It's interesting how everyone freaks out the moment anyone speaks of the "redistribution of wealth" in regard to higher taxes/larger share of the financial burden or whatever for rich folks, but when the money flows the other way it's just business as usual.

I heard that BB&T, a bank that's pretty popular around here, and that I in fact bank with, is receiving something in the neighborhood of 3 BILLION dollars in bailout money, despite having stayed out of the sub-prime mortgage market and not really suffered from the investment in bad loans. So that begs the question....why? Now we're just handing out billions of dollars, that were created at our expense, to companies not even in trouble? Does this not seem like we were forced to take out an enormous loan against our own worth, only to hand the money over to people who already make salaries wildly higher than what I'll make in my entire life?

Anid Maro
November 10th, 2008, 04:22 PM
Does this not seem like we were forced to take out an enormous loan against our own worth, only to hand the money over to people who already make salaries wildly higher than what I'll make in my entire life?

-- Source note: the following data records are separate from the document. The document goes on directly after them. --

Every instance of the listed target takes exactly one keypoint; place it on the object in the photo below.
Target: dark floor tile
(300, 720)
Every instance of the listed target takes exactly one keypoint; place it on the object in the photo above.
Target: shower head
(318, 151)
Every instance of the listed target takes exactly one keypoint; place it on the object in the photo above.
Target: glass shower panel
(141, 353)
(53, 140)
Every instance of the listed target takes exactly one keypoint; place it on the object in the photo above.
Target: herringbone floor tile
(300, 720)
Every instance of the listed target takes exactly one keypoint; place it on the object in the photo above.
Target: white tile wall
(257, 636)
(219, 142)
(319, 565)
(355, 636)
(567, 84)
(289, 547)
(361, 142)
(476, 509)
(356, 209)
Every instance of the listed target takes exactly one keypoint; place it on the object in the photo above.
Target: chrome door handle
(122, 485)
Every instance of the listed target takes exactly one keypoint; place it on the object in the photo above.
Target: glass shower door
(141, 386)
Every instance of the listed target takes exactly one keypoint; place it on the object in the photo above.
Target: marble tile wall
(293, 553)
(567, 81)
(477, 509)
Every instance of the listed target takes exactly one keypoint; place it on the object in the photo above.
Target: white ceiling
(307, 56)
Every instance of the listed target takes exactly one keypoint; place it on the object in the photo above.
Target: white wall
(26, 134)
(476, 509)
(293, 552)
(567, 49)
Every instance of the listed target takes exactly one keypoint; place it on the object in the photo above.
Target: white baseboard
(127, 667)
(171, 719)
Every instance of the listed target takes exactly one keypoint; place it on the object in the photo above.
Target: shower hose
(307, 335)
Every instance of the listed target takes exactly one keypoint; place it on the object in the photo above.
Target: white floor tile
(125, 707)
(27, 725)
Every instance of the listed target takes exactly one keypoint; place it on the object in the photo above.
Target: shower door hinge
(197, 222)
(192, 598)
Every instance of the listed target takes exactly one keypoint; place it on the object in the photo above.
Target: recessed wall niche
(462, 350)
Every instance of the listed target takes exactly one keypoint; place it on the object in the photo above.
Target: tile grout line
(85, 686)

At the risk of making a hasty judgement as an economic outsider... YES!!!

This is why I would frothe at the mouth whenever McCain bitched about Obama's "socialism". Spit would fly from my mouth as I yelled "You just voted for $700 billion dollars worth of socialism you hypocritical prick!!"

Edit: As per Craig D's post, and reading the entire article (as opposed to posting prior...), yes loans are seperate from bailouts. The bailout, for example, would not have infuriated me so were it in the form of a loan (with repayment plans and interest, as opposed to simply assuming all the risk after paying face value). However, even in the form of loans, $2 trillion is troubling.

Craig D
November 10th, 2008, 04:27 PM
loans are different from bailout money.
Which is your bank getting?

Many institutions with smaller exposure to subprime loans are
nevertheless affected by the subsequant disappearence of credit.

Pawkfox
November 11th, 2008, 01:58 AM
Stop putting money in banks and watch them freak the fuck out when they go bankrupt.

tobbA
November 11th, 2008, 05:09 AM
I thought that was the american dream... the richer the rich get the better :P

Elam
November 11th, 2008, 08:28 AM
So that begs the question....why? Now we're just handing out billions of dollars, that were created at our expense, to companies not even in trouble?

If you were offered a big chunk of change to boost your finances, even though your finances were solid, would you turn it down out of principle?

Once people start feeding at the government trough, it's hard to say no. That's the nature of welfare( and people ).

Next up: GM, Ford, and Chrysler. Hair salons and day spa's can't be far behind.